As respostas vinham num turbilhão que periplava em sua massa cinzenta. Haviam várias opções, era um teste de múltipla escolha com, talvez, todas certas as respostas; totalmente meio-certas; absolutamente meio-erradas; e a clássica n.d.a. Chateou-se com tal prelúdio de dúvidas essenciais, pois sentia que eram realmente essenciais para que respondesse as questões existenciais posteriores. A priori, a ciência de si é difícil e demanda uma sinceridade imparcial, dessas que ferem e magoam por prazos indefinidos. E, pensando bem, pra que se preocupar com isso agora? Mas, no caminho para casa, enquanto andava, deveria pensar em algo. Fez então uma varredura mental e percebeu: há tempos não fazia um balanço e, como faltava um bom trecho pra chegar em casa, voltou ao ponto de partida: onde? Quando? Por que? Pra que? Quem? Como?
Agora iria até o fim.
Teria sido no início da vida, na porralouquice da adolescência, afoito em viver e experimentar, impulsivo e cheio das razões absolutas que só a imaturidade traz, a busca por novas sensações, todas essas coisas que implicam no que se é possível chamar de formação de caráter? “Não.” – pensou – “Justamente por estar com o caráter em formação é que não podia deixar de ser o que eu não era, pois o que eu era naquele momento ainda tava se definindo. Como poderia aquele moleque que eu fora um dia ter esse tipo de consciência, se ainda não me tinha sido apresentada tal virtude?”.
Definitivamente não era por ali que devia procurar.
Lembrou-se então da fase seguinte a esta, em que, jovem, vivia ainda com intensidade, ainda tenaz. Nessa época, era alegre, divertido, bonito, inteligente. Foi, talvez, digamos, um cara interessante.
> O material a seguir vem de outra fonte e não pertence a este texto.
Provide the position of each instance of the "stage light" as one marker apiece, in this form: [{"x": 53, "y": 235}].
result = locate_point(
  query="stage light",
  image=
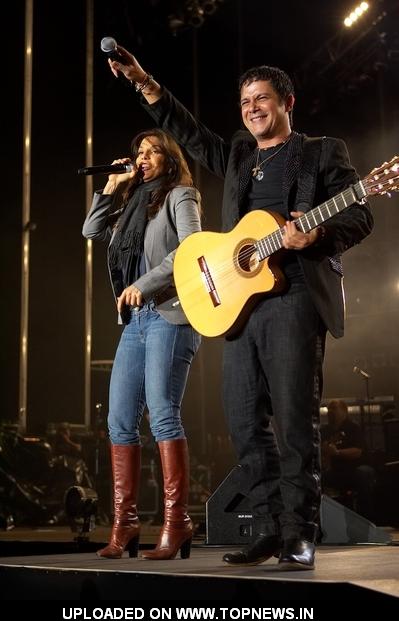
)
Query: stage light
[
  {"x": 195, "y": 14},
  {"x": 355, "y": 14},
  {"x": 81, "y": 510}
]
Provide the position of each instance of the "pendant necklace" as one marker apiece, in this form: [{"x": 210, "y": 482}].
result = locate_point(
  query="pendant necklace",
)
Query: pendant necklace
[{"x": 257, "y": 172}]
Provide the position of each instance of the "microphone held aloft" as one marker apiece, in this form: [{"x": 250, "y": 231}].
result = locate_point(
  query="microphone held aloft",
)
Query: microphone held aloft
[{"x": 107, "y": 169}]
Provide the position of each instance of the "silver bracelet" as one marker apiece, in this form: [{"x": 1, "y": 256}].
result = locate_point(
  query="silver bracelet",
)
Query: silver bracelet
[{"x": 140, "y": 86}]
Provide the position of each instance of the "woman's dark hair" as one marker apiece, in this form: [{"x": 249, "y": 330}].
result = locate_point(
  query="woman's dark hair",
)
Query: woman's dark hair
[{"x": 177, "y": 171}]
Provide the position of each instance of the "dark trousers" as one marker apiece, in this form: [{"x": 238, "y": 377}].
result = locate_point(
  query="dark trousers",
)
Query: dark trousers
[{"x": 272, "y": 390}]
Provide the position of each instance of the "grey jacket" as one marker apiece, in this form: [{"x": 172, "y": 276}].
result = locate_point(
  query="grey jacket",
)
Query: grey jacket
[{"x": 178, "y": 217}]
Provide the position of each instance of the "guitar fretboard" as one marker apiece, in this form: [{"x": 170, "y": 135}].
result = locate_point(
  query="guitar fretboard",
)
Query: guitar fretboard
[{"x": 311, "y": 219}]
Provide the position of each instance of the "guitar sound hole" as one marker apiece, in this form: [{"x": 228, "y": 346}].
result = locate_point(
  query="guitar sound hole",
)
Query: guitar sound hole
[{"x": 247, "y": 258}]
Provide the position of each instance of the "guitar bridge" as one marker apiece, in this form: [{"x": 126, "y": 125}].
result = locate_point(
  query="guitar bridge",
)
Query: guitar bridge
[{"x": 208, "y": 281}]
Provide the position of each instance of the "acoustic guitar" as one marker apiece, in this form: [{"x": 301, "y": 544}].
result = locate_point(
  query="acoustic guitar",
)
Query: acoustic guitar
[{"x": 221, "y": 276}]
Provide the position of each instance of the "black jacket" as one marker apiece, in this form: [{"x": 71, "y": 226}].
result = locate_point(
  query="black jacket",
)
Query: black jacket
[{"x": 304, "y": 187}]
Alguns resquícios de adolescência lha acompanhavam até o início da idade adulta mas amadurecia depressa demais e aos poucos, esses resquícios se sedimentavam. Imaginou se seu caráter já estava formado nessa época, e achou que sim. Mas se lembrou também que quem acha não sabe nada, que se individualizou muito nesses tempos, trabalhava. Arrumou uma namorada maravilhosa, com a qual se casou; ela lhe podava muito, mas ele a amava a ponto de mudar em si o que não agradava à sua então parceira. A relação era recíproca: também era amado em igual medida pela compenheira, só que ela não fazia idéia do nível de adaptação a que sujeitava seu então marido, e disso só ele sabia. Por isso mesmo, passou à etapa seguinte: não iria encontrar nestas memórias a solução, pois concluiu que sua vida nessa época passava por mudanças demais e essa instabilidade não lhe assegurava ser ele mesmo.
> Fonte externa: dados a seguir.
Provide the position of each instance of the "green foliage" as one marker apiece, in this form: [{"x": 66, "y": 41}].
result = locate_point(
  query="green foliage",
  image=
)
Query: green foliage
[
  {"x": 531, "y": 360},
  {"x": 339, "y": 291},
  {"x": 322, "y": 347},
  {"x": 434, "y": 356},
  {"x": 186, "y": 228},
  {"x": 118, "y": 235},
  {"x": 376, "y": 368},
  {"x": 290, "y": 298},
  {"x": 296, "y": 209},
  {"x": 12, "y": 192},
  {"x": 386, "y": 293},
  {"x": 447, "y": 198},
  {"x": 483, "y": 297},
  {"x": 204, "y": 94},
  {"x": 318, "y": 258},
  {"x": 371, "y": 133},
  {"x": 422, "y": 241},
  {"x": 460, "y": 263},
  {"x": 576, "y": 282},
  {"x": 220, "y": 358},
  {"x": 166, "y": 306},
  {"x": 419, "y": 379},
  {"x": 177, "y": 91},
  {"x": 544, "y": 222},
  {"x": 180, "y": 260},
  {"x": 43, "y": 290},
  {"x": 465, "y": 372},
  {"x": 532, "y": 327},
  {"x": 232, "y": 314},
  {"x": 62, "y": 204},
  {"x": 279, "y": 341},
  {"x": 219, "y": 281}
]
No próximo período que passou a analisar, encontraria talvez os maiores desafios, os grandes altos e baixos nesse gráfico que fazia de sua vida. Sabia que agora, talvez, a porca torceria o rabo: o casamento o transformou em pai de família. E os filhos cresciam, os três, comprovando a evolução da espécie: cada vez mais fortes, sagazes, espertos, ativos. Encantava-se com suas descobertas. O trabalho ia bem, fora promovido. Se dava bem com todos os colegas, desfrutava de situação financeira abaixo das expectativas de sempre, mas de maneira estável. Afinal, cargo público é mamãozinho com açúcar. Nunca fora corrupto, nem de pilhar o alheio. Quem sabe isso não fosse a tal felicidade da qual todos falavam e, aí sim, lhe houvesse oportunidade de ser quem realmente fosse. Mas se lembrou que nunca pôde sentir esse gostinho por aqueles dias: fazia concessões aos filhos que não gostava de permitir; apesar de não ser corrupto, como já dito, seu chefe imediato o era e lhe impunha obrigações ilícitas, as quais fazia com desagrado e pudor excessivos, tudo porque um belo dia o chefe os flagrou dando uns pegas numa estagiária nova, colega recém-chegada na repartição. Cabe aqui uma pausa pra explicar essa situação.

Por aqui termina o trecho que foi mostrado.